Stefan Beig im Gespräch mit dem Militärhistoriker Martin van Creveld

Im Interview mit „Frank&Frei“ spricht der renommierte und weltbekannte israelische Militärhistoriker Martin van Creveld über die gegenwärtige Schwäche des Westens und die Ursache für das häufige Scheitern westlicher Armeen.

Über dieses Thema kreiste auch sein Buch „Wir Weicheier. Warum wir uns nicht mehr wehren können und was dagegen zu tun ist“ (Ares-Verlag). Wichtige Gründe für den Niedergang sieht Van Creveld in der fehlenden Motivation der Soldaten, dem Feminismus, der Präsenz von Soldatinnen in den Armeen und in der vorherrschenden Erziehung. Zuletzt spricht Martin van Creveld über sein Buch „Hitler in Hell. Was er noch zu sagen hätte“ , eine fiktive Autobiographie Adolf Hitlers, die in Kürze auf Deutsch erscheinen wird.

Frank&Frei: In den Rankings der zehn besten Armeen der Welt scheinen fast immer die USA, Großbritannien, Frankreich, manchmal auch Deutschland auf. In Ihrem Buch „Wir Weicheier“ beklagen Sie, dass genau diese Armeen in den vergangenen Jahrzehnten sämtliche Kriege verloren haben. Haben solche Ratings also keinerlei Relevanz?

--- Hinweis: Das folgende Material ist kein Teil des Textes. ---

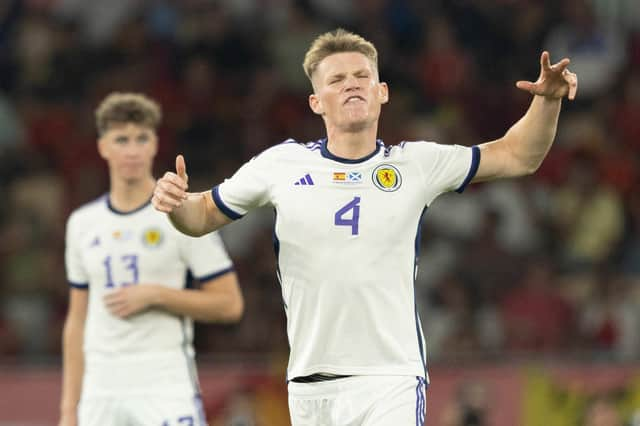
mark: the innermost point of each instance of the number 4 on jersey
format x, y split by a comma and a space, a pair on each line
354, 207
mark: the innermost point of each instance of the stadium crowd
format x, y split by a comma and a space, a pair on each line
542, 266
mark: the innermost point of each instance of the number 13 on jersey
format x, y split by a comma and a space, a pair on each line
352, 209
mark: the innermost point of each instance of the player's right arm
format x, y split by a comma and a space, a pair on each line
194, 214
73, 358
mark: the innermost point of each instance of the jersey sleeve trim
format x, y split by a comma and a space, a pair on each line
215, 192
217, 274
79, 286
473, 169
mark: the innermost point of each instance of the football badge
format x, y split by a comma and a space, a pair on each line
387, 177
152, 237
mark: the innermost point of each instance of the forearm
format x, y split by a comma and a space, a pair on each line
199, 304
529, 140
192, 217
73, 366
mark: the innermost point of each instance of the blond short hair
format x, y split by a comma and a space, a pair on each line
121, 108
337, 41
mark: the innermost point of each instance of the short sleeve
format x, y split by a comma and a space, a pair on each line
76, 273
247, 189
448, 167
206, 256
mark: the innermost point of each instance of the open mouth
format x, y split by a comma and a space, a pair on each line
353, 99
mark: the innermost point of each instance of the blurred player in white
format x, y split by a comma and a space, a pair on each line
128, 354
348, 210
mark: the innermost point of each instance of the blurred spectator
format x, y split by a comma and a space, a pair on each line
597, 52
588, 216
611, 320
602, 412
535, 316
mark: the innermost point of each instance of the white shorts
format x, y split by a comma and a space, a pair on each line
359, 401
141, 411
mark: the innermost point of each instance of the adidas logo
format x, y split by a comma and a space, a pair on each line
305, 180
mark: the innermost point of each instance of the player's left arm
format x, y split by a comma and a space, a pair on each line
217, 300
525, 145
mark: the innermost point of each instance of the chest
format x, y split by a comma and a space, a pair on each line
119, 253
377, 202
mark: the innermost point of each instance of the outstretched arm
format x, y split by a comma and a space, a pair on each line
521, 150
217, 300
194, 214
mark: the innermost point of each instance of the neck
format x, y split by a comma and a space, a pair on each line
129, 195
352, 145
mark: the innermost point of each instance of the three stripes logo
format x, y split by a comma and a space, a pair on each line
305, 180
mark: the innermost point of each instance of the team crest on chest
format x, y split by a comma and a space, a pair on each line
152, 237
387, 177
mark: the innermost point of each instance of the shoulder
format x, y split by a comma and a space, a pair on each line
412, 147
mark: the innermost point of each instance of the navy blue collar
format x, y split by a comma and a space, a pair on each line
326, 154
120, 212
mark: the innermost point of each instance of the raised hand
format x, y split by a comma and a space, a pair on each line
555, 81
171, 189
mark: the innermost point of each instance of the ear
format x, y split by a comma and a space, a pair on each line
102, 148
383, 93
315, 104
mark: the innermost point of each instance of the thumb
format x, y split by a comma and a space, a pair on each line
526, 85
181, 168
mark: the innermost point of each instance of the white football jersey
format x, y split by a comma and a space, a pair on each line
106, 250
346, 239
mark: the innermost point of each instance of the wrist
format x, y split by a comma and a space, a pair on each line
68, 409
157, 295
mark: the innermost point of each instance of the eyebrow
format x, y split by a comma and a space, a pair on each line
342, 74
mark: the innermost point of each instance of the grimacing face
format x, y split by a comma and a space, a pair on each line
129, 150
347, 93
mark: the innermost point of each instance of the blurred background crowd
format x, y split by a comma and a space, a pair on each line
544, 266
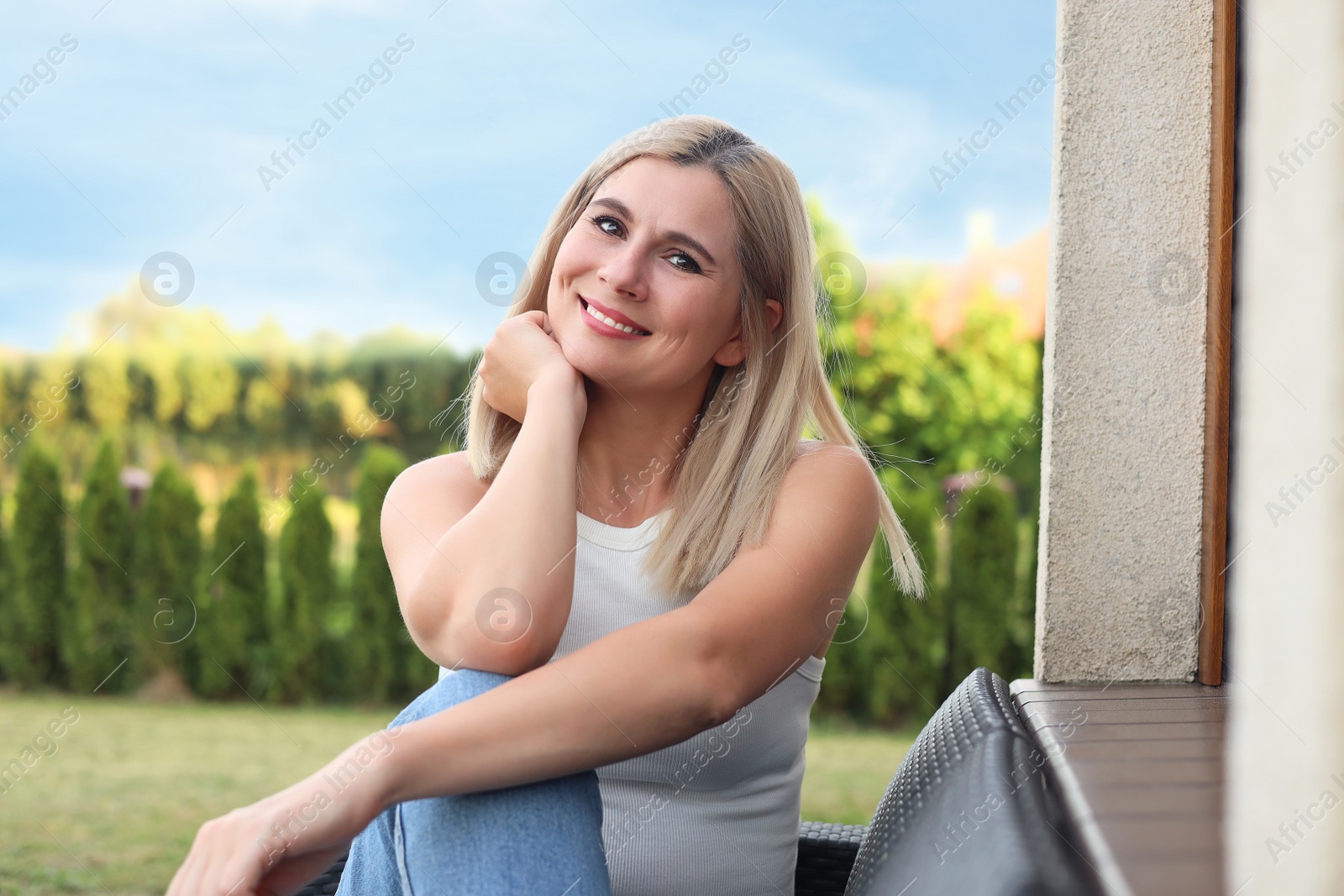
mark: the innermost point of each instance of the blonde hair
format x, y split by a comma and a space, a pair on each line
727, 472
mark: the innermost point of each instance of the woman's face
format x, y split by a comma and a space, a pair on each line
655, 251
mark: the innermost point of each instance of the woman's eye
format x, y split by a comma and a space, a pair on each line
692, 266
602, 221
605, 219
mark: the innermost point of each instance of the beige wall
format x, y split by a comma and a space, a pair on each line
1287, 584
1122, 466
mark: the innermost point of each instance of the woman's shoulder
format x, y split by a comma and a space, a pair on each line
831, 450
444, 472
831, 468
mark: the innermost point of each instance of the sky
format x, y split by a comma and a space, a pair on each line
155, 134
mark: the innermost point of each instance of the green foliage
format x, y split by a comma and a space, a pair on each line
37, 609
378, 656
907, 684
98, 636
887, 660
307, 656
234, 624
7, 597
983, 560
167, 567
948, 405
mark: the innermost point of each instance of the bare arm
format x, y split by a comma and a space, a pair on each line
486, 577
640, 688
660, 681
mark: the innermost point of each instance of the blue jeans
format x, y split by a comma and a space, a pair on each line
541, 840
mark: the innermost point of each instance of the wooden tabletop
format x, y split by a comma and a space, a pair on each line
1139, 768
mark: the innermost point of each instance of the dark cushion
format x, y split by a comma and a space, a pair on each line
969, 809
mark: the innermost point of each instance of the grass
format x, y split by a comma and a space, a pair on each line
114, 808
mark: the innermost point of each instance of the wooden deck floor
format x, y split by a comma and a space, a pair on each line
1140, 770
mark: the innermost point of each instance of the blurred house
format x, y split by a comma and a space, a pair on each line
1012, 277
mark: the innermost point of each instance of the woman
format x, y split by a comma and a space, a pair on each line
635, 567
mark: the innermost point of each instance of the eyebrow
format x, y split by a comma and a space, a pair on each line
622, 208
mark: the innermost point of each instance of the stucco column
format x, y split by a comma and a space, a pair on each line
1285, 589
1117, 594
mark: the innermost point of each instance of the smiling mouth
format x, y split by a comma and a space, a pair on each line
613, 324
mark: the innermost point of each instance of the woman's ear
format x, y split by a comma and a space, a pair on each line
774, 309
732, 352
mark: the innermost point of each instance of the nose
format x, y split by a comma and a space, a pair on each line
625, 271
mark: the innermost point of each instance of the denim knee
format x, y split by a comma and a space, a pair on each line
449, 691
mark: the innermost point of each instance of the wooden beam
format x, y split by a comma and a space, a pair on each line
1220, 332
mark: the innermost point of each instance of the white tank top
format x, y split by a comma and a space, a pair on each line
717, 815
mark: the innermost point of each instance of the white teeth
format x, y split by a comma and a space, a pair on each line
612, 322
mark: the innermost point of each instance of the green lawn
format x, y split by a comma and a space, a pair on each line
116, 806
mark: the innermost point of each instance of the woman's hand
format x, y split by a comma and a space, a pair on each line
277, 846
522, 354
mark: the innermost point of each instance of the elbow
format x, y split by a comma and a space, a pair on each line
718, 685
487, 638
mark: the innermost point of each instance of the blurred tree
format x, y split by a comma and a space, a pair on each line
107, 387
952, 405
980, 584
235, 627
308, 590
167, 569
376, 653
38, 607
161, 369
909, 652
264, 406
98, 637
212, 389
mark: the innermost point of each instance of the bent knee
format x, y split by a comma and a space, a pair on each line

Martin van Creveld: So ist es. Diese Armeen sind vermutlich die besten bei konventionellen Kriegen wie dem Falklandkrieg oder dem Ersten Irakkrieg. Doch die meisten Kriege sind nicht mehr konventionell und diese Kriege haben diese Armeen verloren. Gerade die Einsätze der deutschen Bundeswehr waren furchtbar. Warum soll sich ein deutscher Soldat töten lassen, damit Schiiten, Sunniten, Christen oder Israelis einander nicht mehr bekämpfen?

„Viele Regeln des Spiels gelten für den Krieg und umgekehrt.“

F&F: Dann lag der Fehler in den Zielsetzungen dieser Kriegseinsätze?

Creveld: Viele dieser Interventionen sind für die einfachen Soldaten überhaupt nicht verständlich. Was haben die dort zu suchen? Das erzeugt Probleme für die Motivation der Soldaten. Motivation war im Krieg immer einer der wichtigsten, wenn nicht der wichtigste Faktor. Ohne Motivation scheitert man im Angesicht des Todes.

F&F: Wird das technische Equipment überschätzt?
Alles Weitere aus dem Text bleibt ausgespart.